We walked from our hotel to Pio Monte Della Miseracordia to see Caravaggio’s Seven Acts of Mercy.

Pio Monte Della Miseracordia is a charitable institution set up in 1601 by young Neopolitan aristocrats whose purpose was to help the poor. They commissioned Caravaggio, who had recently arrived in the city after killing Ranuccio Tomassoni, to paint an altarpiece. (Naples was part of the Spanish Kingdom, where the Pope and Italian authorities had no jurisdiction.)
The work illustrates a passage from the Book of Matthew exhorting Christians to house the homeless, clothe the naked, slake the thirsty, visit the imprisoned, feed the hungry, doctor the sick and bury the dead.
We took a coffee break and I decided to take a short walk:



When I returned to the coffee shop, no one was there even though I was exactly on the time we were to leave. I waited a few minutes then sent a text to the tour manager. After a second text about 10 minutes and no answer, I took a taxi to where we were going next. I arrived almost 30 minutes before the others who were delayed negotiating the ride to Palazzo Zevallos Stigliano, originally a palace for the Colonna family, who were from Milan and had been Caravaggio’s patrons when he was in Rome. A member of the family commissioned a painting of the martyrdom of St. Ursula in celebration of his God daughter becoming a member of the Ursuline order of nuns.
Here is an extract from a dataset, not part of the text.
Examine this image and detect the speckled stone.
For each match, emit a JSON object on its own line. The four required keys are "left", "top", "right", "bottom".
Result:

It tells the story of the king of the Huns shooting Ursula when she refused to marry him.
This was painted during Caravaggio’s second visit to Naples when he was waiting for an expected pardon from the Pope. It was definitely one of the last paintings he painted.
After lunch, we took a coach (bus) up to the top of the main hill in Naples, Capodimonte. Sadly it was raining so we couldn’t see Vesuvius. We went to the Museo di Capodiamonte, the largest art collection in Europe. We went to see The Flagellation of Christ done during his first visit to Naples.
This work and the Seven Acts of Mercy inspired artists in the Naples area.
The above Annunciation by Artemisia Gentilrschi is interesting. She is one of the few female artists during that period. While young, she was raped by an artist Tassi and the prosecution of her rapist became more of a prosecution of her. She was tortured to determine if she was telling the truth. Tassi was sentenced to one year but never served a day. Feminist art historians are interested in her, especially because one of her favourite subjects was Judith Beheading Holofernes. The psychological interpretations are obvious. The Capodimonte has one of them but it was out on loan.
In Annunciations, the Archangel Gabriel’s dress often looks like a man’s even when he/it, since Angels have no sex, is wearing robes. Here, it looks to me like the angel is dressed in women’s clothes. Hmmm
Here’s a good Titian:

And a contemporary artist, Anselm Kiefer.
The museum doesn’t order its paintings chronologically or I would have missed the Kiefer, but there was lots I didn’t see. The place is huge!